Get it yet? Or maybe…
I clean the house, but I am not a house cleaner. I mow the lawn, but I am not a lawn mower. I wash the dishes, but I am not a dish-washer. I eat a vegetarian diet, but I am not a vegetarian.
Why do we identify ourselves so often with the things we do?
Language is powerful. How we speak of ourselves to others, to ourselves, and to the world gives suggestions and permissions for judgements and criticisms. Sometimes these judgements are positive, sometimes these judgements are negative.
But why allow for any judgement at all?
While I may actually be a yogini today, does that define my existence? If I have not always been a yogini, does this influence my decision to label myself as such? And what if, in the future, I no longer practice yoga? Does my definition of self change?

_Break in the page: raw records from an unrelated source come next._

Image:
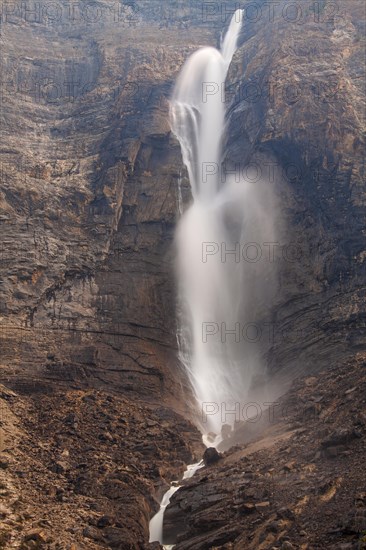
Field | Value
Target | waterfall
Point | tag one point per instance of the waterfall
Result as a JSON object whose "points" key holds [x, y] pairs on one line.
{"points": [[224, 213], [216, 292]]}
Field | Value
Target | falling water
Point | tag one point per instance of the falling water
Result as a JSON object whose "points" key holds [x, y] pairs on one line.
{"points": [[215, 292], [223, 212]]}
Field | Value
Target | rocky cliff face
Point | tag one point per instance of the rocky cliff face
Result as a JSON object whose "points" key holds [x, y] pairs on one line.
{"points": [[89, 173]]}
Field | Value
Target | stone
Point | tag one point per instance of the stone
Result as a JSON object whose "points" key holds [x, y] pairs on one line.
{"points": [[211, 456]]}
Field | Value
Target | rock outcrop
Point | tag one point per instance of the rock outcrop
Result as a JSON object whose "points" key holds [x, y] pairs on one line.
{"points": [[88, 205]]}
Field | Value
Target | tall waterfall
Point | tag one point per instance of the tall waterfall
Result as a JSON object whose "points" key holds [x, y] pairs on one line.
{"points": [[216, 293]]}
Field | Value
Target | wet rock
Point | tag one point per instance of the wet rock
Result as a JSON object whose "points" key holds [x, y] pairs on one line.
{"points": [[104, 521], [211, 456]]}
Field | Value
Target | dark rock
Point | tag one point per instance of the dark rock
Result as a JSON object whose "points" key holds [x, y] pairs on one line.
{"points": [[211, 456]]}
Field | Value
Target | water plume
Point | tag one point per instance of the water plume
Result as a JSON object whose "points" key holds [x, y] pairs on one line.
{"points": [[216, 291]]}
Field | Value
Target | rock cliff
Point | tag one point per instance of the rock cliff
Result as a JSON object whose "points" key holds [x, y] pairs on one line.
{"points": [[89, 202]]}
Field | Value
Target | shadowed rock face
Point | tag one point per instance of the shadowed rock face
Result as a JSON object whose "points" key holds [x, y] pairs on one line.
{"points": [[88, 192], [297, 94]]}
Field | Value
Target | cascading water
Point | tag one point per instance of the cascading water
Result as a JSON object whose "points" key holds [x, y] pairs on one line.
{"points": [[215, 293], [222, 213]]}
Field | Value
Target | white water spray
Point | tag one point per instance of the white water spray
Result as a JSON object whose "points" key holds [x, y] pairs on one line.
{"points": [[215, 292]]}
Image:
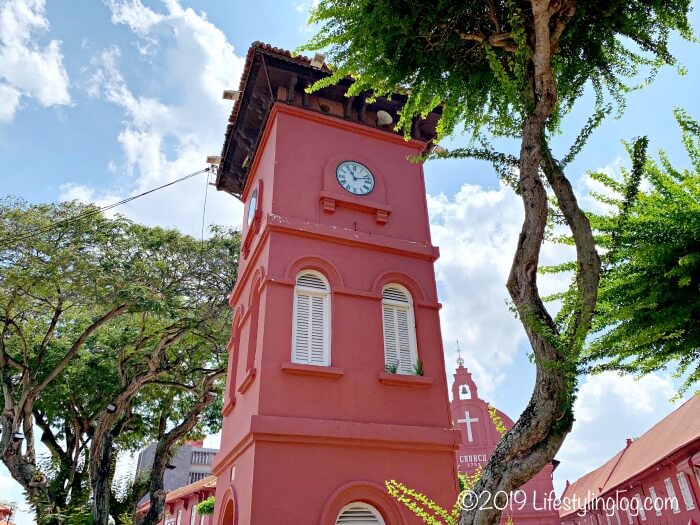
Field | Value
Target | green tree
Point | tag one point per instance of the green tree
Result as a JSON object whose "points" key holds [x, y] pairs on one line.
{"points": [[514, 69], [97, 312], [648, 315]]}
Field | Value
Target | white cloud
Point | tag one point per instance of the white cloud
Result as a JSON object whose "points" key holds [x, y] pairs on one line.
{"points": [[609, 409], [26, 68], [168, 132], [477, 232], [304, 7]]}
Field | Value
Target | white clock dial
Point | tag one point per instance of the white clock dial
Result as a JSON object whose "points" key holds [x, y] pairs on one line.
{"points": [[354, 177]]}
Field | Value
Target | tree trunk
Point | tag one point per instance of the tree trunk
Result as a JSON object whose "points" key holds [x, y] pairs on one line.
{"points": [[100, 477]]}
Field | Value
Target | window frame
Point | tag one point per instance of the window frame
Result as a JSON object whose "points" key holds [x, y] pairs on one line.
{"points": [[411, 319], [326, 296]]}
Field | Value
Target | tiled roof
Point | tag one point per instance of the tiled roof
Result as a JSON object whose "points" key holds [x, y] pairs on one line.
{"points": [[206, 483], [675, 431]]}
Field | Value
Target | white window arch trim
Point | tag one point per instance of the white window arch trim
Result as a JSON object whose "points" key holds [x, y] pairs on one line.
{"points": [[399, 328], [359, 513], [311, 319]]}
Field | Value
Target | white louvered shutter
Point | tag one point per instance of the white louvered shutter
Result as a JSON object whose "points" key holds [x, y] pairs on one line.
{"points": [[359, 514], [399, 331], [311, 321]]}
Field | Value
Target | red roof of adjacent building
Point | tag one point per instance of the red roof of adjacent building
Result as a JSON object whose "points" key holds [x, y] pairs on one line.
{"points": [[675, 431]]}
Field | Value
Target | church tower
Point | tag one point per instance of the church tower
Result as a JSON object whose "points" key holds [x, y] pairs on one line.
{"points": [[336, 379]]}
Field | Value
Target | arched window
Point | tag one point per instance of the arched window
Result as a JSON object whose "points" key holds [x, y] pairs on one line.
{"points": [[359, 514], [400, 354], [311, 338]]}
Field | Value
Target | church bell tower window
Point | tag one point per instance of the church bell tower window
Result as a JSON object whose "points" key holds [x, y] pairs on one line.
{"points": [[400, 354], [312, 316]]}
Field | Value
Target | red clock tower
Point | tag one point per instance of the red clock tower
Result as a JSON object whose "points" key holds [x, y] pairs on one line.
{"points": [[336, 376]]}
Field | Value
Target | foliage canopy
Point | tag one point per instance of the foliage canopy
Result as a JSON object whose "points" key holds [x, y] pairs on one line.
{"points": [[648, 315]]}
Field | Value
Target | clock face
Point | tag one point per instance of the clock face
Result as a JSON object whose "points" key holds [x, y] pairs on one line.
{"points": [[354, 177], [252, 206]]}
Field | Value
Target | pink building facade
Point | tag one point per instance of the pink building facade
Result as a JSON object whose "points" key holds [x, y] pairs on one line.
{"points": [[336, 380], [654, 480], [534, 502], [180, 504]]}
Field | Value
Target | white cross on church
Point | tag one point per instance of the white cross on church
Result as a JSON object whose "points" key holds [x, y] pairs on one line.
{"points": [[468, 421]]}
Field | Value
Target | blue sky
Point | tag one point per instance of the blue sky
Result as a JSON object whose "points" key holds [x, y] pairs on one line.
{"points": [[101, 100]]}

Tomorrow, I may be a completely different person than I am today. I am a completely different person than I was yesterday. My entire cellular structure renews itself completely every seven years. Why would I place a permanent definition upon myself, inviting judgements and structure and limitations? Why intentionally put a name on something that is unnameable, limitless?
I am limitless. I am a beautiful soul. I am everything and nothing, all at the same time. I am not what I do. I am not what I think about. I am not my career, my hobbies, my education, my procrastination, my dreams, my fears, my attitudes. I am beyond definition. I am constantly changing, and I want you to meet me as I am today, not as I was yesterday, or ten years ago, or even ten years into the future. Know me now. That’s the only me there is to know.